Most people struggle to resist Netflix. Bill Gates took a different approach: he bought a TV, then surgically removed the part that made it entertaining.
Sequoia Capital investor Michael Moritz remembers Gates' discipline during Microsoft Corp. (MSFT)'s founding years as something few entrepreneurs could match. In the epilogue to "Leading: Learning from Life and My Years at Manchester United," Moritz described what he called "the most extreme example of this blistering desire to concentrate on his business that I ever encountered."
The TV That Only Played Educational Content
Gates bought a television to watch educational videotapes. Then he disconnected the tuner so he couldn't watch actual shows or movies. It was all discipline, no pleasure. Moritz said this ability to eliminate distractions paid "enormous dividends" for Gates and Microsoft.
Gates himself has talked about this period, describing it as a complete "blackout" from entertainment. For about five years in his 20s, he stopped watching TV and listening to music entirely. The goal was staying laser-focused on software development.

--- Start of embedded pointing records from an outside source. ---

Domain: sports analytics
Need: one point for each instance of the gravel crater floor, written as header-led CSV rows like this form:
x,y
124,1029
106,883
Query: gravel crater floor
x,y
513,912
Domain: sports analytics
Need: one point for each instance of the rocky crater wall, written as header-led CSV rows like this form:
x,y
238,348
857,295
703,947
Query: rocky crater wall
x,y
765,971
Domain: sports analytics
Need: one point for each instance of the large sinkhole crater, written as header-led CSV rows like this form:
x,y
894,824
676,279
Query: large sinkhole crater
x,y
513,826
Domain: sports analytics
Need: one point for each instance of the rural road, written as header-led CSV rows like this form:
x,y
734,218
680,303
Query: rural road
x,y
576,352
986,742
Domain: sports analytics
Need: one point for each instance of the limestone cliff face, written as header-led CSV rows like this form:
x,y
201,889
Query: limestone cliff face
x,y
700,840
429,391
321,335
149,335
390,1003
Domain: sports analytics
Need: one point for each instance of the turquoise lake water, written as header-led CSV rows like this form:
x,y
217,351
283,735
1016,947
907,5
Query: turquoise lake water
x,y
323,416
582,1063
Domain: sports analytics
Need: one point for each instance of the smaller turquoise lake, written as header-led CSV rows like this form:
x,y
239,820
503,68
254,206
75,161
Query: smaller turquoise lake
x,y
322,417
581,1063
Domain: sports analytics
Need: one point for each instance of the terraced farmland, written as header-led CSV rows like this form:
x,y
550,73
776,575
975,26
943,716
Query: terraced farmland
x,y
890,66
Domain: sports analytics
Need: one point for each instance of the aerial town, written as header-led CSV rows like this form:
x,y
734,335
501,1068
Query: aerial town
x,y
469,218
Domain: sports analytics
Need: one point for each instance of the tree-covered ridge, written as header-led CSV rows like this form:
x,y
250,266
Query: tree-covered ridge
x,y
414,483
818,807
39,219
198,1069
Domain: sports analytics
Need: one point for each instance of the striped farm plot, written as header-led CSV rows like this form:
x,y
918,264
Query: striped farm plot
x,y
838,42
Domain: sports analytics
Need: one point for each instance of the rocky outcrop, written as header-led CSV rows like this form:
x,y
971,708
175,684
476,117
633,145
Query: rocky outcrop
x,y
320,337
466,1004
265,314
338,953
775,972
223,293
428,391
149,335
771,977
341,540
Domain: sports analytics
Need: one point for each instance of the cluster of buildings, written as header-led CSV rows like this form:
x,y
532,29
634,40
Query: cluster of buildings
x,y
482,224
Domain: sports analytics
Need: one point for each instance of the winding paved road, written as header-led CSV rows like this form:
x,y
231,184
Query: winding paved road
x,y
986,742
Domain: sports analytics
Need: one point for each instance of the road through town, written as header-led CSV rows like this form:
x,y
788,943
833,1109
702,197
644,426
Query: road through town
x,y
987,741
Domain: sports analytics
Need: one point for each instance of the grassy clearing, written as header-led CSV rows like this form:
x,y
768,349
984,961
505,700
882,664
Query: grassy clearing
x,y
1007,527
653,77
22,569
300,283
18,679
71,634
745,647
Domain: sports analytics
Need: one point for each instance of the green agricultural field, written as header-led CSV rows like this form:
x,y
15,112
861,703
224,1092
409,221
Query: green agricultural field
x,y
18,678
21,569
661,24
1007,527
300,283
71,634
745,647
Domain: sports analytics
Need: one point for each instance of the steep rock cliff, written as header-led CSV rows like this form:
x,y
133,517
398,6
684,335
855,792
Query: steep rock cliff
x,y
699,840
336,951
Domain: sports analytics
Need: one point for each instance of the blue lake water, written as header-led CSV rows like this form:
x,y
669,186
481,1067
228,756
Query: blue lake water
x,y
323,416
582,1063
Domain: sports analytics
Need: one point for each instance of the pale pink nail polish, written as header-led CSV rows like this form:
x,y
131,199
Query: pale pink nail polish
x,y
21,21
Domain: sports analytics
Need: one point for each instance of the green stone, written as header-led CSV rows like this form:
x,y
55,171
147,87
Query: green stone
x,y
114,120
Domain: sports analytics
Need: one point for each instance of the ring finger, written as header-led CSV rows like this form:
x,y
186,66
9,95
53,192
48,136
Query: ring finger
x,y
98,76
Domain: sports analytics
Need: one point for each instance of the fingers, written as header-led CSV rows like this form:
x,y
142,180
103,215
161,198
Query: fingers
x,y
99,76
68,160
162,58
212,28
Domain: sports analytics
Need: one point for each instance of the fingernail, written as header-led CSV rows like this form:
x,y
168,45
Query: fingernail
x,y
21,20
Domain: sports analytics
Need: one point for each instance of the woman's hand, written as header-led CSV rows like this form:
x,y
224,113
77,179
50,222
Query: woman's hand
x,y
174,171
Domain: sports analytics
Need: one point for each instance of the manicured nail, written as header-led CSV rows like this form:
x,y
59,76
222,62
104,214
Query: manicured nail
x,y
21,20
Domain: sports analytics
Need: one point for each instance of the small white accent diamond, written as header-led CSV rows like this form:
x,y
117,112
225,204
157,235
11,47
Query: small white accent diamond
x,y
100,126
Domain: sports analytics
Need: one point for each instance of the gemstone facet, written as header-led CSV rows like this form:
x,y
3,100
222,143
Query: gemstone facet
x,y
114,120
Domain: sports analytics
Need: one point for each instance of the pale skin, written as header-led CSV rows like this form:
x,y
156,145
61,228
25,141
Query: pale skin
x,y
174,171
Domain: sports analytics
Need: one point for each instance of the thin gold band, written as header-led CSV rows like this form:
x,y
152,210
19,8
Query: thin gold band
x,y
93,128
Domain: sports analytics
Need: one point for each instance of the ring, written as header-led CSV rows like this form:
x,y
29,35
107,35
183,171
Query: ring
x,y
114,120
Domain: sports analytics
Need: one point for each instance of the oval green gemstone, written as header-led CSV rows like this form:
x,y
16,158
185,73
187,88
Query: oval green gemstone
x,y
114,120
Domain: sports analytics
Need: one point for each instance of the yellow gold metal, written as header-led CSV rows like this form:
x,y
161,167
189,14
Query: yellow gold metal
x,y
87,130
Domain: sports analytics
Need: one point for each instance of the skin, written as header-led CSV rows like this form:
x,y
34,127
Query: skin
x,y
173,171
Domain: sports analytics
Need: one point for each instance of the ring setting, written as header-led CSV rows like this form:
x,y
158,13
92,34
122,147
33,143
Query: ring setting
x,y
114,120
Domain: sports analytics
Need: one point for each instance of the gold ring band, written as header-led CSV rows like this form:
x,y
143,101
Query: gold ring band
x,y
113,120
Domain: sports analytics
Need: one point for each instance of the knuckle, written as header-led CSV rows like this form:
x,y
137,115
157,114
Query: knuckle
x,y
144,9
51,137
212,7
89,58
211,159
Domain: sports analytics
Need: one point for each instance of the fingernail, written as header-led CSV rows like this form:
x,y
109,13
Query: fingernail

Even the Commute Was Sacred
The radio-free zone extended to Gates' car. In a 2019 interview at Stanford Graduate School of Business, Moritz recalled Gates driving him to the airport in the early 1980s. The car had no radio. Gates explained he'd removed it because he didn't want music or news interrupting his seven-minute, 32-second commute—time he used to think through Microsoft's challenges.
This wasn't casual focus. This was someone who'd calculated his commute down to the second and treated those minutes like a strategic asset.
That discipline lined up perfectly with Microsoft's launch timeline. Gates and Paul Allen registered the company in New Mexico in November 1976, when Gates was just 21. They soon relocated to the Seattle area, and the rest became tech history.
From Extreme Focus to Extreme Giving
Gates has said his intense focus came from curiosity and a drive for constant learning—habits he eventually redirected toward philanthropy. The numbers tell quite a story about that shift.
Forbes estimates Gates could be worth about $1.2 trillion today if he'd kept his original Microsoft shares. Instead, he's sold and donated most of them. He now owns roughly 0.9% of Microsoft, valued at around $28 billion. Gates and ex-wife Melinda French Gates have donated approximately $60.2 billion to their foundation since 2000.
Gates plans to give away virtually all his remaining wealth by 2045 under the Giving Pledge he signed with Warren Buffett. The same person who once removed a radio from his car to optimize a seven-minute drive is now optimizing how quickly he can deploy his fortune for charitable causes.